Lesson Title: TaterNauts: Testing Spacesuits for Impact Resistance
Grade Level(s): 5-8
Timeline: 1-2 class periods
Lesson Overview: In this activity, students will design spacesuits using different materials. Spacesuits will need to hold up to impact testing to simulate impacts with orbital debris.
MSESS33. Apply scientific principles to design a method for monitoring and minimizing a human impact on the environment.
MSETS11. Define the criteria and constraints of a design problem with sufficient precision to ensure a successful solution, taking into account relevant scientific principles and potential impacts on people and the natural environment that may limit possible solutions.
MSETS12. Evaluate competing design solutions using a systematic process to determine how well they meet the criteria and constraints of the problem.
MSETS14. Develop a model to generate data for iterative testing and modification of a proposed object, tool, or process such that an optimal design can be achieved.
Crosscutting Concepts: Energy and Matter, Structure and Function
Science and Engineering Practices: Planning and carrying out investigations, Analyzing and interpreting data
Prep for Teachers
There are over 22,000 pieces of orbital debris bigger than 10 cm being tracked in orbit around Earth. Each is traveling at over 17,000 mph. There are many more pieces smaller than 10 cm that are not tracked. Spacesuits must be able to withstand impacts with these small pieces of debris.
Orbital debris has a tremendous amount of kinetic energy because of the high velocity of the debris, even though it has a very small mass.
- Potatoes (one for each group)
- Tinfoil (6 inch piece per group)
- Gold Foil (optional)
- Cloth (6 inch piece per group)
- Wax Paper (6 inch piece per group)
- Copy Paper (6 inch piece per group)
- Any other covering materials available in your classroom
- Punch (available at your local hardware store)
- Wrapping paper tube (one)
- Markers or sharpies (optional)
Orbital Debris: Any manmade object orbiting the earth that is not controllable. This includes spent rocket stages, old satellites and fragments from disintegration, erosion and collisions.
Kinetic Energy: The energy of motion.

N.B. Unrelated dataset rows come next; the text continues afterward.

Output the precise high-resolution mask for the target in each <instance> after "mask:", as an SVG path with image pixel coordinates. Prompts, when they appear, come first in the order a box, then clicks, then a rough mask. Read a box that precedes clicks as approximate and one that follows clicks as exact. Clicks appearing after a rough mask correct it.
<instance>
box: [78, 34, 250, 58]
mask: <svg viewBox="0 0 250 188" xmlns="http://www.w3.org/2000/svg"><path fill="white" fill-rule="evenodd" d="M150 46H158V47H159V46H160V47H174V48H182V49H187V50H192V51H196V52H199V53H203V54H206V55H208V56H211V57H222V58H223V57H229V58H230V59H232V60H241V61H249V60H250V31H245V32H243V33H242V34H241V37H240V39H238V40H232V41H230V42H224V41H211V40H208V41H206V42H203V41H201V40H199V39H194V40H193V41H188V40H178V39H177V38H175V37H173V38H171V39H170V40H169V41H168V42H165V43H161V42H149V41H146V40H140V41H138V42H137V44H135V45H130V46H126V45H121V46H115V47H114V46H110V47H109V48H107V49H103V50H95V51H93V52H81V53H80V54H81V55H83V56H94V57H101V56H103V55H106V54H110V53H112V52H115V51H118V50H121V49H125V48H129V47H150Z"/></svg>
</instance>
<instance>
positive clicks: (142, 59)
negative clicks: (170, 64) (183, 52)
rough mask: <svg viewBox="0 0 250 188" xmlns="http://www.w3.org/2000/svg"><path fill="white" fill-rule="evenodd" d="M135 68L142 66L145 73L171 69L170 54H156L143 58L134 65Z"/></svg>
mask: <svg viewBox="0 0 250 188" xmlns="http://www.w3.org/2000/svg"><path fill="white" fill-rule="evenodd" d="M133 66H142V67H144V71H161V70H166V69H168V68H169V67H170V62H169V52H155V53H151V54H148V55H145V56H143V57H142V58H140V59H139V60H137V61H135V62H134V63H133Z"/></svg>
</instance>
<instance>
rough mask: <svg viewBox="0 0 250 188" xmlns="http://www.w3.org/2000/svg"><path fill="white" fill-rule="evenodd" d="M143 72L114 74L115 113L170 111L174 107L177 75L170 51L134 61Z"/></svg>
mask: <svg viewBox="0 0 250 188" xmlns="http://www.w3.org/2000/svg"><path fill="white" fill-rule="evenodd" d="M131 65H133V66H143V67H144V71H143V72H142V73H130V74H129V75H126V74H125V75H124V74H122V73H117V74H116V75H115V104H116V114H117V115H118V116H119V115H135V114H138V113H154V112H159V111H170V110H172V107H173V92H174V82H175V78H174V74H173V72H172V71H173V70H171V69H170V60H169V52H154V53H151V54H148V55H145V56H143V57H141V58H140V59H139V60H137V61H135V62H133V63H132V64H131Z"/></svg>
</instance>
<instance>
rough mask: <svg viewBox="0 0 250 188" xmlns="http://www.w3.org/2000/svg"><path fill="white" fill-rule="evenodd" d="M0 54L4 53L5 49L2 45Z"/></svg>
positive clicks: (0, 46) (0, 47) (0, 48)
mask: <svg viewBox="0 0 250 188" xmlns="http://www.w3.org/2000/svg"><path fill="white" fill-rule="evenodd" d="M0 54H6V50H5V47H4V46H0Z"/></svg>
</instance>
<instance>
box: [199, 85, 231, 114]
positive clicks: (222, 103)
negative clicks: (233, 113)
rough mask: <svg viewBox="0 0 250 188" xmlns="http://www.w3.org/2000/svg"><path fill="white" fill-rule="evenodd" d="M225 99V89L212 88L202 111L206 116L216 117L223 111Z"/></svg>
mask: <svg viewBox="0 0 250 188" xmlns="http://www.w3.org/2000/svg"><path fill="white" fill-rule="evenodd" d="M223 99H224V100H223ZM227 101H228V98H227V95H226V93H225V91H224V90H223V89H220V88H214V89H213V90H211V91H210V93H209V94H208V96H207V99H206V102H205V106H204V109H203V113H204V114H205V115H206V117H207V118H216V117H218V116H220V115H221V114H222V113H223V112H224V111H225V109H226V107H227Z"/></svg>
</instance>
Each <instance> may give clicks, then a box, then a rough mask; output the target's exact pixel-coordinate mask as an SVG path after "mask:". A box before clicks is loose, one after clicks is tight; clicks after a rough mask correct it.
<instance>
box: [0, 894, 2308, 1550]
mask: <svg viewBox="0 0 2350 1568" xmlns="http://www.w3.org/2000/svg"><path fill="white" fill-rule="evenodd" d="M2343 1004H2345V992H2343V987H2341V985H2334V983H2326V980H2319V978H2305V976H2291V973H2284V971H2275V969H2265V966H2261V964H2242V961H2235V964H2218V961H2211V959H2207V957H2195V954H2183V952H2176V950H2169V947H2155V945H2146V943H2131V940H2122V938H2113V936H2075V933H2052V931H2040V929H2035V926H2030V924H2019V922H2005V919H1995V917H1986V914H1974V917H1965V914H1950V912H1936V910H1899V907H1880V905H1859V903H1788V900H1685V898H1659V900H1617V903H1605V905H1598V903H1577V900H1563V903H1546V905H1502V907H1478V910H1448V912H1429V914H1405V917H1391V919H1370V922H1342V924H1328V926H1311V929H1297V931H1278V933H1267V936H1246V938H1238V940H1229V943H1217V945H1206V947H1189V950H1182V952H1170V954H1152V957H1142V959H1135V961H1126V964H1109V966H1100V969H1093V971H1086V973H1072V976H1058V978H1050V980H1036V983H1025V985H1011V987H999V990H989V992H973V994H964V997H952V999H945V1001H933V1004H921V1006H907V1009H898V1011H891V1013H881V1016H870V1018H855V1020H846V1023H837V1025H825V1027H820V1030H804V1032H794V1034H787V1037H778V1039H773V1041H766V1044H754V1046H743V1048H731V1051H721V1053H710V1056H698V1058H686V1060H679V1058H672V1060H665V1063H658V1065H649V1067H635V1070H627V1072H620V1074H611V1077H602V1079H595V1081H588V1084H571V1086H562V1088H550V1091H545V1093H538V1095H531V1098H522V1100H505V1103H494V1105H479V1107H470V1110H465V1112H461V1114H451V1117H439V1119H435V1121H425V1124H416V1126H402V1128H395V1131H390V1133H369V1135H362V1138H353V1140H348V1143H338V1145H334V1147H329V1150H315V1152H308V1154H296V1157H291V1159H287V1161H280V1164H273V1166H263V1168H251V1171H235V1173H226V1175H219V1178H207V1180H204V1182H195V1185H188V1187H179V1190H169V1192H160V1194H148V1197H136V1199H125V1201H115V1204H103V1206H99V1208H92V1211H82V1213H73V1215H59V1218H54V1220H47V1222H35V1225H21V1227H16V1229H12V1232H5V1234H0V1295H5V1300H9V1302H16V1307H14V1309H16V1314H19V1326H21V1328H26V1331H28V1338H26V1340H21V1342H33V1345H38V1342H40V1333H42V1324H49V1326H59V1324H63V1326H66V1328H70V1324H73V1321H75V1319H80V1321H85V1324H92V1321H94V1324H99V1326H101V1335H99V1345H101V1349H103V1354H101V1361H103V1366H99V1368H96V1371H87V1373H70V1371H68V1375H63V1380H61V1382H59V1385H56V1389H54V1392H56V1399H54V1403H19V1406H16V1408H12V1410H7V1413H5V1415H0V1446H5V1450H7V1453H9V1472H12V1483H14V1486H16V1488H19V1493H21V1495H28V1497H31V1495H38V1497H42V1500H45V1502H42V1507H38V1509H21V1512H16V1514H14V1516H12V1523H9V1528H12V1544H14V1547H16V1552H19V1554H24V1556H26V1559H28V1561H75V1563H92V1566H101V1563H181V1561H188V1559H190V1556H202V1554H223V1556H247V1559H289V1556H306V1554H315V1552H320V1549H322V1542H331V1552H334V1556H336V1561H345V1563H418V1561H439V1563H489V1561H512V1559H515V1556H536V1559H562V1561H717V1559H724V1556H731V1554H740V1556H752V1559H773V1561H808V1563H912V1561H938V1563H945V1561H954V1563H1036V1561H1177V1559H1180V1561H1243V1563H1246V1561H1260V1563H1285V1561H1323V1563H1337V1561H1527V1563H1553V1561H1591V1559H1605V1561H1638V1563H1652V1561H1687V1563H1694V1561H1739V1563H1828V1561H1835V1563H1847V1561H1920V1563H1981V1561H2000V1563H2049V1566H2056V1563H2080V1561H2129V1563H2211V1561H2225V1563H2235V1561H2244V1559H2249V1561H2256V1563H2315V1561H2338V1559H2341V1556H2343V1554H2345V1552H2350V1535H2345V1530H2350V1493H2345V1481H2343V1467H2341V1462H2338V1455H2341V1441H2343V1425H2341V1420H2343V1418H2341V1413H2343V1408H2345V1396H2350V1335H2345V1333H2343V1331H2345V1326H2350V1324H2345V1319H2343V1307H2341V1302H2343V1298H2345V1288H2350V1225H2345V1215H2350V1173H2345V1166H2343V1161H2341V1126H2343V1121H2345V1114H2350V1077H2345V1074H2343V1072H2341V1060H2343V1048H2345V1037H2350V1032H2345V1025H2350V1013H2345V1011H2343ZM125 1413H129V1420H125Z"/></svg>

An object that has motion whether it is vertical or horizontal motion has kinetic energy.
- Students are given the challenge of creating a spacesuit that will withstand an impact with orbital debris.
- Spacesuits will be built around “TaterNauts” (potatoes). They may use up to 4 layers of material, but only 3 layers if they use gold foil.
- The number of layers and materials used can be adjusted for individual classroom settings.
- Students build spacesuits.
- To simulate the kinetic energy of an impact with orbital debris (small mass and large velocity) you will be using a large mass (punch) and small velocity (dropping the punch down a wrapping paper tube) as a simulation.
- Drop punches onto each potato and unwrap to see what damage was done.
- Unwrap carefully if you plan on using the lesson extensions.
- Use the Spacesuit Data page as a guide.
Extension 1: Spacesuits are designed to meet the various challenges in space including extreme temperatures, radiation, comfort, flexibility, and protection from micrometeorite impacts. You can test your potato space suits for these other factors.
- Place a thermometer under the space suit and place both under a heat lamp for 5 minutes. See if the temperature increased more than 5 degrees.
- Place UV beads, (available online) which turn colors when exposed to ultraviolet radiation, under the suit and place in a window for 1015 minutes, did the beads changed color? In a good suit, the beads should not change color.